Na torze są dwie długie proste na których są zlokalizowane strefy DRS. Są to takie same strefy jak podczas poprzedniej wizyty F1 w 2013. W przypadku Formuły 1 mimo takiej długości tych stref, to wyprzedzanie nie przychodzi bardzo łatwo. To znaczy nie jest to taki tor jak np. Hungaroring gdzie można skutecznie blokować rywala przez wiele okrążeń. Pod względem łatwości wykonywania manewrów wyprzedzania Nurburgring można umieścić w połowie stawki. W tym sezonie powinno być lepiej niż podczas poprzedniej wizyty, bo obecnie zysk po otwarciu systemu DRS jest większy.

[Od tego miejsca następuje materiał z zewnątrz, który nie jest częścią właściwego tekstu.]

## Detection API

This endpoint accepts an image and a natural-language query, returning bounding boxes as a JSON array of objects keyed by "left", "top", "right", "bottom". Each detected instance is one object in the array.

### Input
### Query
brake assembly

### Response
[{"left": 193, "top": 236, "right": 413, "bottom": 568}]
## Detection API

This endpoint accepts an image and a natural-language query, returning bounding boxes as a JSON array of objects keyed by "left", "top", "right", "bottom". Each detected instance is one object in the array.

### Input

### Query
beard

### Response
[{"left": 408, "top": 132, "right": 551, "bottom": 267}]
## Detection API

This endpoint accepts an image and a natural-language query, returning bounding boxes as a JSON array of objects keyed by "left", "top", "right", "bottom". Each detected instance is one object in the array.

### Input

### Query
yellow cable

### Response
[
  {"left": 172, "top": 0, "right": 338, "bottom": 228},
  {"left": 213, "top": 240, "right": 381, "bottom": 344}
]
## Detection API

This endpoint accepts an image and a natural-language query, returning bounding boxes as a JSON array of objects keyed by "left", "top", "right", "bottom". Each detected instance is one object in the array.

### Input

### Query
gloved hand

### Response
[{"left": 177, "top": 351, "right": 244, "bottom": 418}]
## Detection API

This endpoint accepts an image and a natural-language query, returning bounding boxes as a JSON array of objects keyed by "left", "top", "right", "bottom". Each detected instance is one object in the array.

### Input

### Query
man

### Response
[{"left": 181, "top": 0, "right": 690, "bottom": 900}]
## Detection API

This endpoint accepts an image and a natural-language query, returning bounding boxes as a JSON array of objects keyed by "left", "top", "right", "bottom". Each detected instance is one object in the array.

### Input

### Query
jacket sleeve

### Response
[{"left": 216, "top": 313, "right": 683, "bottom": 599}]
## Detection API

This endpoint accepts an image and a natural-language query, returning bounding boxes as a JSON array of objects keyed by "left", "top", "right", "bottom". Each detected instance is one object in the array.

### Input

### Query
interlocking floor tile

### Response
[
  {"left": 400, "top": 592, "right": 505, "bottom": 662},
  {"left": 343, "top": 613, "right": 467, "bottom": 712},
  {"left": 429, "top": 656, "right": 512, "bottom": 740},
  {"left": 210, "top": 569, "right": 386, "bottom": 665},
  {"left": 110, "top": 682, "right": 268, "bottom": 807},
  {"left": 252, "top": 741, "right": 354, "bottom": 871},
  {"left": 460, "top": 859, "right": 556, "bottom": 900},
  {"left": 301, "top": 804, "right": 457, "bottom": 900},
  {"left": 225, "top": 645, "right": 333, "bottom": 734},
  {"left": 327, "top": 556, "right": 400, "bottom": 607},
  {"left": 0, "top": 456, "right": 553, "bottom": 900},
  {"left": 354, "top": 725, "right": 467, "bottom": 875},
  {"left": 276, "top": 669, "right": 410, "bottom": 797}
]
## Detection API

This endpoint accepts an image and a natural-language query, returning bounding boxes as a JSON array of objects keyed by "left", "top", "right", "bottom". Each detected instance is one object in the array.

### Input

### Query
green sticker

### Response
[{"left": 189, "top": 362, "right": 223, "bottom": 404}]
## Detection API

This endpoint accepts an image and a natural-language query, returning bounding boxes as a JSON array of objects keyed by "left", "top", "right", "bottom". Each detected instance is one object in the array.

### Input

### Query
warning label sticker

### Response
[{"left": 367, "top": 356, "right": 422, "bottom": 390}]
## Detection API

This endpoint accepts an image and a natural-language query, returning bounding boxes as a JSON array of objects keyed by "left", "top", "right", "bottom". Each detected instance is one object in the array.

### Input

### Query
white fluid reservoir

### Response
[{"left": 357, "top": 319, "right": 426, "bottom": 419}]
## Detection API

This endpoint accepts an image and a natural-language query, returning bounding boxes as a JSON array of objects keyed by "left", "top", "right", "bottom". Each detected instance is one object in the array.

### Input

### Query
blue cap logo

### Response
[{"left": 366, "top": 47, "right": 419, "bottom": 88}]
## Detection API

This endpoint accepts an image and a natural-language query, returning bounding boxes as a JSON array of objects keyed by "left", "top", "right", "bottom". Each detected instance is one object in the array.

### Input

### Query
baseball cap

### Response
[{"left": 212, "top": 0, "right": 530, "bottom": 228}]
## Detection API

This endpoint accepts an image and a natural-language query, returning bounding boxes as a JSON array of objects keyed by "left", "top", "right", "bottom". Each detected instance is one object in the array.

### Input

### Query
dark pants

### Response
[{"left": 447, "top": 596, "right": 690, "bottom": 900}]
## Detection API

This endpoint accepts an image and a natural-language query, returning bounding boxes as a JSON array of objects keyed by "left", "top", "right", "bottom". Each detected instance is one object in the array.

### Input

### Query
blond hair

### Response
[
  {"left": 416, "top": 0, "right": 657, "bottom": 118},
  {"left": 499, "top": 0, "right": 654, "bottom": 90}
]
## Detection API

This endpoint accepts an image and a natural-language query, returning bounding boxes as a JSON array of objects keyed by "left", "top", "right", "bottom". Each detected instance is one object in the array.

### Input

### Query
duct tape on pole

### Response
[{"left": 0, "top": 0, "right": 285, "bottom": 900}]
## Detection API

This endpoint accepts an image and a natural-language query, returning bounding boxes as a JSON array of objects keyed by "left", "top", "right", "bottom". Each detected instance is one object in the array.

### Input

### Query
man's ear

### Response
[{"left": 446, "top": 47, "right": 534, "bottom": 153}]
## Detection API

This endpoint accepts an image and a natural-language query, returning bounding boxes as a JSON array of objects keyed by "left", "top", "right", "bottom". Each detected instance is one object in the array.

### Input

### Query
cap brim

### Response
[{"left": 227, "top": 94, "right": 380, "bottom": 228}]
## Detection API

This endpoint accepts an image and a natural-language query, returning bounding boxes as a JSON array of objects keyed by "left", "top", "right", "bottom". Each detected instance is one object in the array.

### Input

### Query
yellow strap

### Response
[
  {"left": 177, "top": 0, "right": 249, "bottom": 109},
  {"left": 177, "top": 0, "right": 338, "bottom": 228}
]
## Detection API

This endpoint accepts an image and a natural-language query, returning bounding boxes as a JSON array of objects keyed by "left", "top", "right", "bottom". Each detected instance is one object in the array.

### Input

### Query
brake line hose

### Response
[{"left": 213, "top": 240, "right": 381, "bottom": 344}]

Pierwszy zakręt na tym torze po starcie jest bardzo zdradliwy i z tego powodu często dochodzi tam do kolizji. Sam dojazd do pierwszego zakrętu liczy ponad 500 metrów, więc to na pewno będzie moment gdzie dojdzie do zmian pozycji. Nie można wykluczyć kraks.
Kluczowa sprawa w ten weekend to warunki pogodowe. W niedzielę na pewno będzie chłodno – do 10 stopni Celsjusza, są także szanse na niewielkie opady deszczu. Zużycie opon w ten weekend nie powinno być problemem, bo pod tym względem jest to tor łagodny dla ogumienia, a Pirelli dodatkowo przywiozło środkowe mieszanki. Dużym problemem będzie za to rozgrzewanie opon i poradzenie sobie z grainingiem (szczegóły). Według Pirelli najlepszą strategią na wyścig będą dwa pit-stopy z wykorzystaniem opon z mieszanki miękkiej i średniej. Wolniejszą strategią jest jeden pit-stop, ale wtedy trzeba korzystać z opon średnich i twardych. Jak wspominałem wyżej opony z mieszanki twardej to zagadka, bo nikt z nich nie korzystał. Problemem będzie także dogrzewanie oraz graining. Dlatego realnie można myśleć o tym, że w czołówce postawią na dwie wizyty u swoich mechaników.
Podsumowanie
Liczę na wyrównaną i ciekawą walkę o zwycięstwo w niedzielę. Trzech kierowców jest w podobnej sytuacji, a forma na długich przejazdach jest niewiadomą. Dodatkowo jeżeli pojawią się opady deszczu, to tym bardziej wzrasta ryzyko niespodzianek.
P.S. Przypominam, że wyścig rozpocznie się o godzinie 14:10, a więc o godzinę wcześniej niż zwykle dla europejskich wyścigów. Jest to spowodowane tym, że zachód Słońca jest o 18:48. Zalecenia FIA po GP Japonii 2014 są takie, aby wyścig rozpoczynał się na cztery godziny przed zachodem Słońca.